En appuyant sur le bouton de l’ascenseur, Malko s’aperçut que sa main droite tremblait légèrement.

* * *

La poignée de cheveux noirs était soigneusement posée sur un lit de coton, sous une enveloppe plastique. Le docteur Shu-lo l’examinait soigneusement.

— Il faudrait un microscope, dit-il, mais je suis à peu près sûr que ces cheveux appartiennent à un Asiatique.

Al Katz hocha la tête.

— C’est également ce qu’a dit le laboratoire de la police.

Il était huit heures du soir.
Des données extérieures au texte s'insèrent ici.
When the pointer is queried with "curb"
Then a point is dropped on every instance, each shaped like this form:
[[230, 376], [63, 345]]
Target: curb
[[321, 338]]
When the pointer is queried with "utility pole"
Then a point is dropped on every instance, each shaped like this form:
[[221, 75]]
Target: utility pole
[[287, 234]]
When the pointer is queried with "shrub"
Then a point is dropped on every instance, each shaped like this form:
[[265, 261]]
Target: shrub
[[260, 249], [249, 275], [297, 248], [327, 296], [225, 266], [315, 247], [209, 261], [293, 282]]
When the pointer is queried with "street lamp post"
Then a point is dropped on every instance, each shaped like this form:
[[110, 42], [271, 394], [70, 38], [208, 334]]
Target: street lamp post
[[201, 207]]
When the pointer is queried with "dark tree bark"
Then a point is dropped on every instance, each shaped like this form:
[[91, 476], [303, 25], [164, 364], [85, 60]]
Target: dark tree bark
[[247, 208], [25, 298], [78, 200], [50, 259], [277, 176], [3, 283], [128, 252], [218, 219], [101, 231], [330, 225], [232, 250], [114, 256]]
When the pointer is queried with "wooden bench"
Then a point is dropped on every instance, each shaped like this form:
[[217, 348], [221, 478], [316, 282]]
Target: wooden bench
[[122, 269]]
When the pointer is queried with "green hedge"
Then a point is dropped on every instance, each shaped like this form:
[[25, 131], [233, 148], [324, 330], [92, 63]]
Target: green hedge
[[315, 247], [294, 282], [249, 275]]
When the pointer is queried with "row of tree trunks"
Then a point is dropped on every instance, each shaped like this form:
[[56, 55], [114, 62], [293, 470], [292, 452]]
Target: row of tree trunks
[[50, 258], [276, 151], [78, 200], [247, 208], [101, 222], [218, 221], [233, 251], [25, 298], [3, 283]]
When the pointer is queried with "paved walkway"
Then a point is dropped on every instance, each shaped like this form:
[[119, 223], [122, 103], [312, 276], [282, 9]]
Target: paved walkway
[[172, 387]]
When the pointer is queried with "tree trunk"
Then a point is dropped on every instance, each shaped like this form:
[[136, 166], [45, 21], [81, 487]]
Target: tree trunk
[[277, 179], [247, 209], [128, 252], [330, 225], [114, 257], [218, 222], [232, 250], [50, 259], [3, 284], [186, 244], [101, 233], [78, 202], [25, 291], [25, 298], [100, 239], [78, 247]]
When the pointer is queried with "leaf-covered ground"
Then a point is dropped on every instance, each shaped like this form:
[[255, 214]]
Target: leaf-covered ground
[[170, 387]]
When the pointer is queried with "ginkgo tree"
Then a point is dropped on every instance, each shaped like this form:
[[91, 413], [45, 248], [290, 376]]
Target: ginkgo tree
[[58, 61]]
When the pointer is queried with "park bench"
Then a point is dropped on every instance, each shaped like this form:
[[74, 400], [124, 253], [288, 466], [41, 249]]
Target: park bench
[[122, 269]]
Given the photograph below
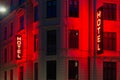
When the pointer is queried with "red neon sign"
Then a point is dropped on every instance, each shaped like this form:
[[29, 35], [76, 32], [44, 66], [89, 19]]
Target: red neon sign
[[100, 30], [19, 46]]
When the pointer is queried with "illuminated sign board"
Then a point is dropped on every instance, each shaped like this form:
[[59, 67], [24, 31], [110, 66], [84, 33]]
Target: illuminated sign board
[[19, 47], [100, 30]]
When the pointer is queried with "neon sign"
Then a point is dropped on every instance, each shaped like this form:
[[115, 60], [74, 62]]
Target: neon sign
[[100, 30], [19, 46]]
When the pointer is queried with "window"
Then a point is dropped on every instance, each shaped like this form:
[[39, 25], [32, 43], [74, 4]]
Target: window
[[36, 15], [5, 75], [11, 74], [51, 8], [35, 42], [11, 51], [21, 1], [109, 71], [36, 71], [73, 39], [73, 70], [51, 42], [5, 33], [11, 29], [5, 55], [51, 70], [21, 22], [21, 73], [109, 41], [74, 8], [109, 11], [11, 5]]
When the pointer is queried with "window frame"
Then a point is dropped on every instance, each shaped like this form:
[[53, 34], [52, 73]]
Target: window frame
[[51, 11], [73, 39]]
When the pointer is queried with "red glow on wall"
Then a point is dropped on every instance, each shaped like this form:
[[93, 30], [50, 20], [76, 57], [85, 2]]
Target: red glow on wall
[[18, 46], [99, 31]]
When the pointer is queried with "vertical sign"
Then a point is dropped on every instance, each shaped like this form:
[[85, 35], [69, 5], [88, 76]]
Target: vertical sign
[[100, 30], [18, 47]]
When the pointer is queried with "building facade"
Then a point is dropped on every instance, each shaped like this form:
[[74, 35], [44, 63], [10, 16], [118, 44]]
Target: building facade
[[60, 40]]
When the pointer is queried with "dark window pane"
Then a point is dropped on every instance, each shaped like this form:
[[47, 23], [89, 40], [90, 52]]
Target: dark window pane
[[22, 22], [11, 29], [109, 11], [109, 71], [73, 8], [21, 1], [5, 75], [36, 15], [51, 70], [109, 41], [73, 70], [73, 39], [5, 55], [11, 56], [11, 74], [51, 42], [51, 8], [36, 71], [5, 33], [21, 73]]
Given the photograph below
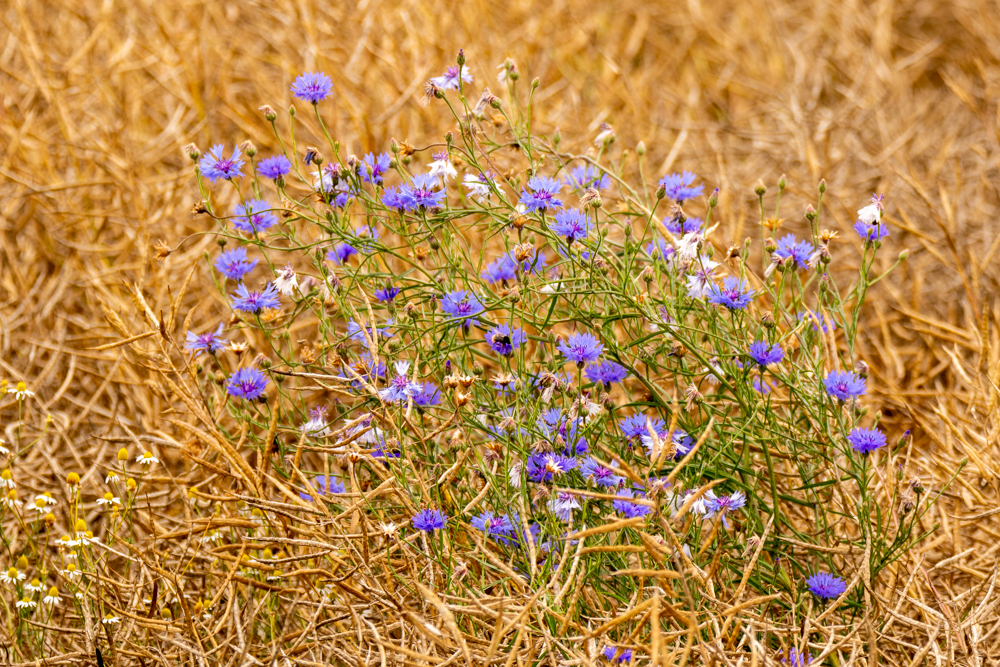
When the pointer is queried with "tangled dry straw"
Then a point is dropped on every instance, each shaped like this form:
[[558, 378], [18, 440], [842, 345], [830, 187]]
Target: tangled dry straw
[[98, 98]]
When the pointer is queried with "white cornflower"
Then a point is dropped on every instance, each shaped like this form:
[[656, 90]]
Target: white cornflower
[[286, 282], [442, 167], [478, 186], [146, 459], [21, 392], [870, 215], [109, 499]]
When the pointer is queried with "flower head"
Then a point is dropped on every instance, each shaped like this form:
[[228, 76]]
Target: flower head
[[866, 440], [449, 80], [764, 355], [254, 302], [214, 165], [254, 216], [844, 385], [374, 168], [504, 341], [541, 194], [679, 186], [207, 342], [607, 373], [312, 87], [799, 251], [825, 585], [274, 167], [247, 383], [462, 305], [234, 264], [429, 520], [734, 293], [582, 348], [572, 224]]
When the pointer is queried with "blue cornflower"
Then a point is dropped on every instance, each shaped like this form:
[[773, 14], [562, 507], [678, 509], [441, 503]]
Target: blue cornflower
[[420, 194], [675, 226], [825, 585], [542, 467], [618, 655], [734, 293], [723, 504], [427, 395], [588, 176], [206, 342], [356, 332], [312, 87], [429, 520], [214, 166], [764, 355], [870, 232], [799, 251], [865, 440], [581, 348], [679, 188], [797, 658], [254, 302], [607, 373], [247, 383], [325, 485], [462, 305], [503, 340], [374, 169], [496, 526], [844, 385], [400, 387], [274, 167], [254, 217], [635, 426], [234, 263], [449, 80], [387, 294], [602, 476], [572, 224], [542, 196], [627, 508]]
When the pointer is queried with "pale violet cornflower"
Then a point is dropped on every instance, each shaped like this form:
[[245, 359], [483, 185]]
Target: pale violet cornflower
[[286, 282], [442, 167]]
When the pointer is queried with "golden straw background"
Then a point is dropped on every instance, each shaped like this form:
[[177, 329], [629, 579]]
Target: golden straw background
[[98, 97]]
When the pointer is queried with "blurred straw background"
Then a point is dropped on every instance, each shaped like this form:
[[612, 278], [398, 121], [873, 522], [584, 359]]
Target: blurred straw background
[[895, 97]]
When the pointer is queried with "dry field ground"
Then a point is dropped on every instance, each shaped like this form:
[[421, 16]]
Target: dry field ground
[[901, 98]]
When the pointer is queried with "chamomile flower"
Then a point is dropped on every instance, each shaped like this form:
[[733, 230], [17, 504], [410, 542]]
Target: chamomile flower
[[53, 597], [146, 458], [109, 499]]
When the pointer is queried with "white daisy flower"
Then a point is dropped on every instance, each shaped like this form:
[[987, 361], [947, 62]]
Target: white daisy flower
[[21, 392], [146, 459]]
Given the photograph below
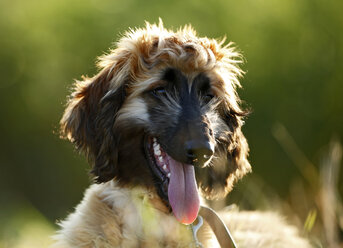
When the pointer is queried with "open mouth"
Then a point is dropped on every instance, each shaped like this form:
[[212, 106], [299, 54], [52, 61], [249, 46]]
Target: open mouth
[[178, 184]]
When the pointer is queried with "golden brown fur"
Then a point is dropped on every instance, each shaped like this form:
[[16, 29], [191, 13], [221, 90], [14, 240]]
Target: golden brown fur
[[107, 118]]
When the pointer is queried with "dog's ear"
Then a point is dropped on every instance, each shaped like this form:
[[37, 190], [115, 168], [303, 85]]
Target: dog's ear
[[89, 117], [230, 161]]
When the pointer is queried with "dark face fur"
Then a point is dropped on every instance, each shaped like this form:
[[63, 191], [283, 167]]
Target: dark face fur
[[140, 136]]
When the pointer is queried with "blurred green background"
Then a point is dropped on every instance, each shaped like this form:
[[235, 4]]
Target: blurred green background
[[294, 85]]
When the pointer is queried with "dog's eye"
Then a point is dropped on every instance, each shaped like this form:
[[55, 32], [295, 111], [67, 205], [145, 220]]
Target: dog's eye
[[207, 98], [159, 91]]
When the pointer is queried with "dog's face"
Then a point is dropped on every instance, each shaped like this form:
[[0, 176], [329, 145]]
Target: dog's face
[[163, 114]]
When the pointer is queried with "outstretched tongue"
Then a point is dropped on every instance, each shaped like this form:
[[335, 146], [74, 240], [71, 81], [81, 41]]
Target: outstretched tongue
[[182, 192]]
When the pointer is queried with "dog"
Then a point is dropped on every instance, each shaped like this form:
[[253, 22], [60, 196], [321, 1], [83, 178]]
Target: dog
[[161, 124]]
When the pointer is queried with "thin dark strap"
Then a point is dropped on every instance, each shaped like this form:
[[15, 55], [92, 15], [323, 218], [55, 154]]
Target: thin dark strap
[[219, 228]]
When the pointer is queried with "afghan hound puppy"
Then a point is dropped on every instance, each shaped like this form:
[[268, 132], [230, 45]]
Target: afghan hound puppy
[[161, 125]]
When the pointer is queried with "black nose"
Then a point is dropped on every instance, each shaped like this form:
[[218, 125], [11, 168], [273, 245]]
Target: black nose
[[198, 152]]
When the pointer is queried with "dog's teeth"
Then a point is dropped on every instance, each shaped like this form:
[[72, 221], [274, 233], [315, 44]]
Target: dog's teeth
[[157, 151]]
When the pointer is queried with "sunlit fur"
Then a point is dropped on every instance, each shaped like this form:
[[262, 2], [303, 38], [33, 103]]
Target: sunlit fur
[[108, 116], [102, 107]]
Le corps de Mme Tso reposait déjà à la morgue. Il avait été découvert quelques minutes après que Malko eut quitté l’étage. Depuis une heure, les trois hommes faisaient le point. Le docteur proposa :

— Je suis prêt à faire prélever des cheveux sur tous les membres de ma délégation et des sections de traduction. Et à les comparer à ceux-ci.

Al Katz approuva. Ce ne serait pas la première fois que des rouges se glisseraient dans les services de Formose.

— Cela nous donne une indication précise sur la personnalité de notre adversaire, dit-il. C’est un Asiatique qui est quelque chose aux Nations Unies. Il connaît les habitudes des employés et des lieux.

— Je crois que nous pouvons ajouter que c’est un homme cruel, ajouta le docteur. Dans sa bouche, cela avait une certaine saveur.

Al Katz baissa la tête, remué par les photos qu’on lui avait montrées. Les toilettes étaient condamnées. De toute façon les employées de l’étage avaient juré qu’elles n’y remettraient plus les pieds. Le colonel MacCarthy, responsable de la sécurité des Nations Unies, était catastrophé. C’est la première fois qu’une telle chose arrivait. Officiellement, il s’agissait d’un crime de sadique. Après tout, des milliers de touristes visitaient tous les jours les lieux. Un avait pu se perdre.